[gclist] What to say about GC.

=TL2=Tom Lord() lord@LanMinds.Com
Fri, 19 Jul 1996 13:07:53 -0700 (PDT)



    Richard Jones writes:

    The memory storage requirements of complex programs are extremely
    difficult to manage correctly by hand.  A single error may lead to
    indeterminate and inexplicable program crashes.  Worse still, failures
    are often unrepeatable and may surface only long after the program has
    been delivered to the customer.  The eradication of memory errors
    typically consumes a substantial amount of development time.  And yet
    the answer is relatively easy - garbage collection - removing the
    clutter of memory management from module interfaces which then frees
    the programmer to concentrate on the problem at hand rather than
    low-level book-keeping details.

    [....] This book considers how dynamic memory can be recycled
    automatically to guarantee error-free memory management.
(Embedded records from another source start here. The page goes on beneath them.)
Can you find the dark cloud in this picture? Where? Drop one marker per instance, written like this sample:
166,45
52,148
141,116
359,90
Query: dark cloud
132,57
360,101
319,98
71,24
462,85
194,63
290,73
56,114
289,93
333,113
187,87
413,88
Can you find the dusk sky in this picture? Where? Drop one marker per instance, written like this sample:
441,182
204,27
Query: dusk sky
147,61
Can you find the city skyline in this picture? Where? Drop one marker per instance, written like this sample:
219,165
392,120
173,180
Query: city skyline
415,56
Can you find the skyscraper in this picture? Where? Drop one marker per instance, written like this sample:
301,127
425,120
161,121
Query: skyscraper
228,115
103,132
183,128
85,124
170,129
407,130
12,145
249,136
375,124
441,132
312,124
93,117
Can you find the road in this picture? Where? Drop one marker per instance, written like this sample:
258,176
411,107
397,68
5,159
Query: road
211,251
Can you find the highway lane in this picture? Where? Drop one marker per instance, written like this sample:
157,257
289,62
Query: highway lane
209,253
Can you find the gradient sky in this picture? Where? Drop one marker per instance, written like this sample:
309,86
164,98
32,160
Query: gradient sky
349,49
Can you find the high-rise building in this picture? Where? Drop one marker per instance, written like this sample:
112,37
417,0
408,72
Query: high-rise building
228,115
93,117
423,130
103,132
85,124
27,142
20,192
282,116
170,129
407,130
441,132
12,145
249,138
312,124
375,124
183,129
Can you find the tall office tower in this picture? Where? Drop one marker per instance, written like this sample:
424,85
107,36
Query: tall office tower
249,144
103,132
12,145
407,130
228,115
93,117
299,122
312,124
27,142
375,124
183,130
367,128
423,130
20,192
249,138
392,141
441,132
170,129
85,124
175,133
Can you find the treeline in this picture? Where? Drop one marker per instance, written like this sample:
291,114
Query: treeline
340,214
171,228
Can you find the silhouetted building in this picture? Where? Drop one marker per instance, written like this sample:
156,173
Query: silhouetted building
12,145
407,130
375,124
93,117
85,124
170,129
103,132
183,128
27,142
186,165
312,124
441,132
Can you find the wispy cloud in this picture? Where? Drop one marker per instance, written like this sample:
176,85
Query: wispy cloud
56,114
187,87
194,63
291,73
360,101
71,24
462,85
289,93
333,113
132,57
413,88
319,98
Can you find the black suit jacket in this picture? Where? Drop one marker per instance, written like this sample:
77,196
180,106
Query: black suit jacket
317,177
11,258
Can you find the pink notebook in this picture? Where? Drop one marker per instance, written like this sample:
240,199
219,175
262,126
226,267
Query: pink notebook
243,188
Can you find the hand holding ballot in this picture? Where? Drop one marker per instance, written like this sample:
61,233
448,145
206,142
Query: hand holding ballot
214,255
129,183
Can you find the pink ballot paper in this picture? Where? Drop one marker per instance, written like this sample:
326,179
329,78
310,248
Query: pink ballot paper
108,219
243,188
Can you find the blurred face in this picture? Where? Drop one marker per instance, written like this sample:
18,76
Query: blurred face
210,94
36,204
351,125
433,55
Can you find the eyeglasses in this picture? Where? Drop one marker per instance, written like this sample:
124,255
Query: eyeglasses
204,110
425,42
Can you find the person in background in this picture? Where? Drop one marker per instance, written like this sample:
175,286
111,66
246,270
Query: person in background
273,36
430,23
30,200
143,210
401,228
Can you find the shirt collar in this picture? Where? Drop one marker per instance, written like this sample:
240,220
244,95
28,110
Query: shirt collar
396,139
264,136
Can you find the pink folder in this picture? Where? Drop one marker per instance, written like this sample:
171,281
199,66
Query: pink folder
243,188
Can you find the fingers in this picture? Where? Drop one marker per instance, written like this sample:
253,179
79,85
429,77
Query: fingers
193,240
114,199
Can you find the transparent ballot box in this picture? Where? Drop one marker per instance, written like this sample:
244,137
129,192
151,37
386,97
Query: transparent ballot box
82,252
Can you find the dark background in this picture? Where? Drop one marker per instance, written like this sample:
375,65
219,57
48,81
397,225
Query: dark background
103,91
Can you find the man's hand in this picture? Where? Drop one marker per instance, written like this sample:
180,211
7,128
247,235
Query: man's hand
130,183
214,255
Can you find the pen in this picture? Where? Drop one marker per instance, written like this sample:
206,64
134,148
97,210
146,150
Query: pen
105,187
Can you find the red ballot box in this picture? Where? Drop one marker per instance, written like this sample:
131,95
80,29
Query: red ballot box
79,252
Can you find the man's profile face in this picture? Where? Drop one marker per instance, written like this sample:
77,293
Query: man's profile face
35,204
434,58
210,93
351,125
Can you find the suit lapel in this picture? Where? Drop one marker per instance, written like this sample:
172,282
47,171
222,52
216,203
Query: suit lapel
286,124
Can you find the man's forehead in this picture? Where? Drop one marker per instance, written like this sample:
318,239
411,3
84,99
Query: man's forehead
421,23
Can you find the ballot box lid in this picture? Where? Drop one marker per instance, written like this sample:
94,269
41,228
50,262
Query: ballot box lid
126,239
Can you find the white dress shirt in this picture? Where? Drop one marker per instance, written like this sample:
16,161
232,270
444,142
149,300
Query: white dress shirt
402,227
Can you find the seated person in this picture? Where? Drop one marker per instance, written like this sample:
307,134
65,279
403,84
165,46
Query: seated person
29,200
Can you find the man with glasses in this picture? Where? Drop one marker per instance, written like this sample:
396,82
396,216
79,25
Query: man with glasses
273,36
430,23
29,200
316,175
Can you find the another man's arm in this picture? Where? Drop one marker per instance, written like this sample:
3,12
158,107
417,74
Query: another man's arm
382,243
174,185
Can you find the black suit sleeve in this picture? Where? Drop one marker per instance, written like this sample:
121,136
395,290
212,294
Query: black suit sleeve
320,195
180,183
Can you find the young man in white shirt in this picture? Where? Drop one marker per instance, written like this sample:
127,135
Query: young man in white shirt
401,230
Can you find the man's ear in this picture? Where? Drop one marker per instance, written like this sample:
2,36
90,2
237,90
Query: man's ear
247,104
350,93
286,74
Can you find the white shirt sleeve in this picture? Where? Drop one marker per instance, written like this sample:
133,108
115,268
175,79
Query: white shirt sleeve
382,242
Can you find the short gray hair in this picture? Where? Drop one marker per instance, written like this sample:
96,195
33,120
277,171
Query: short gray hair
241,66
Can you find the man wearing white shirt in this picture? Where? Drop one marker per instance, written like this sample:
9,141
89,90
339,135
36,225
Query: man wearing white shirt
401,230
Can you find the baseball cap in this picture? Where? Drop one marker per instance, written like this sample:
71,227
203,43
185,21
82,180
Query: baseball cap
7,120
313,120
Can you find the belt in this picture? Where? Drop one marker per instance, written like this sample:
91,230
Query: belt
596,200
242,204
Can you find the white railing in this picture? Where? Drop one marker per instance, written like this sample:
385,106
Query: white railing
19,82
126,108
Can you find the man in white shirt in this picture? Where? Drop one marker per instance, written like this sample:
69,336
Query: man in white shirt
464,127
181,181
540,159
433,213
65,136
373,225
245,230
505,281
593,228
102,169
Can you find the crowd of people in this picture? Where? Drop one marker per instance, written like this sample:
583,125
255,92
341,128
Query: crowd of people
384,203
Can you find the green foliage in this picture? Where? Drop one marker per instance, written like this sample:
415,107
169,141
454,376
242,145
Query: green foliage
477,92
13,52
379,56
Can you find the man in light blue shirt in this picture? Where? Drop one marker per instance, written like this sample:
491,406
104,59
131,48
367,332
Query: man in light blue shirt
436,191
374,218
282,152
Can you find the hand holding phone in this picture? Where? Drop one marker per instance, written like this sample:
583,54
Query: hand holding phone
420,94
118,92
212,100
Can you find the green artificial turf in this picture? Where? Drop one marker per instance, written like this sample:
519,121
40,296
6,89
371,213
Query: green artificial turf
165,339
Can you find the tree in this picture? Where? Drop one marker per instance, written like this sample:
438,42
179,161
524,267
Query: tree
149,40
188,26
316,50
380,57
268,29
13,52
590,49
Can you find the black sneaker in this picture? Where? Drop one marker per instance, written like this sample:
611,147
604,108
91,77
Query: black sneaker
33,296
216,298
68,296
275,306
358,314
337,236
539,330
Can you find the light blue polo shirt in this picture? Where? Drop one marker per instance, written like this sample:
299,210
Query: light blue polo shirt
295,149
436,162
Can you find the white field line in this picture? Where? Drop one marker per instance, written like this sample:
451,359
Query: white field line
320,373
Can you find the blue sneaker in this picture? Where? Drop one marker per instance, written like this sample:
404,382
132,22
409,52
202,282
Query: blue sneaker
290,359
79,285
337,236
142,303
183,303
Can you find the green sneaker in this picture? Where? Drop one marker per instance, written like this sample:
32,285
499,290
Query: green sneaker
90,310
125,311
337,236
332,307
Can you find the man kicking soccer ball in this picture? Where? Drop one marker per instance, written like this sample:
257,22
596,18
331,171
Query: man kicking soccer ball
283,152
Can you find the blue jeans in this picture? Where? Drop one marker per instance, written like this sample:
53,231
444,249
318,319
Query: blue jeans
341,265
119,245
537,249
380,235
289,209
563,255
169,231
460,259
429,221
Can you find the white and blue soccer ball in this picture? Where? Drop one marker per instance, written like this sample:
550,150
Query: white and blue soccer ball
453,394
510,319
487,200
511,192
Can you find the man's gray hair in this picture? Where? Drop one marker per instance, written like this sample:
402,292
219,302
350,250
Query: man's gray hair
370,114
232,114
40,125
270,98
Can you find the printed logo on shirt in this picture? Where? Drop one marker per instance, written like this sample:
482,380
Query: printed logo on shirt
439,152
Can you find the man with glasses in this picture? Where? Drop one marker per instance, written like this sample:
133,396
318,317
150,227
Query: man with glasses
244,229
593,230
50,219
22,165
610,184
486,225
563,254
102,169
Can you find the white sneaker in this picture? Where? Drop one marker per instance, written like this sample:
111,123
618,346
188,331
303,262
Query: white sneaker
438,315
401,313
I am a big fan of garbage collection and I'm looking forward to
seeing Richard Jones' book.

But I also think that the paragraphs quoted above are an exaggeration
of a sort that can mislead people about garbage collection and set
them up to be badly disappointed.  This particular exaggeration is
wide-spread; I'm sure I've passed it along myself.

The essence of the problem with the quotes comes in two parts.

First, the quotes speak of one type of memory management error,
prematurely freeing an object that is still needed, as if it is the
only kind of memory management error that needs to be considered when
in fact another type of error, failing to free memory that is no
longer needed, is just as important and is if anything, harder to get
right in a garbage collected system than in, say, a malloc/free
system.

Second, the paragraphs above suggest that using a garbage collector
completely and automatically solves at least the problem of
prematurely freeing an object.  If garbage collectors never changed or
needed to be extended and were known to be free of errors and
completely reliable, the quotes would be right but in fact garbage
collectors do need to be changed and extended and are prone to hard to
detect, repeat, and repair bugs.  On balance, a garbage collector may
be the best way to manage memory, but this option should be described
like reference counting, malloc/free and other approaches as a
fallible technique with its particular strengths and weaknesses that
needs to be applied with care.  GC is not an automated panacea that
magically yields "error-free" memory management.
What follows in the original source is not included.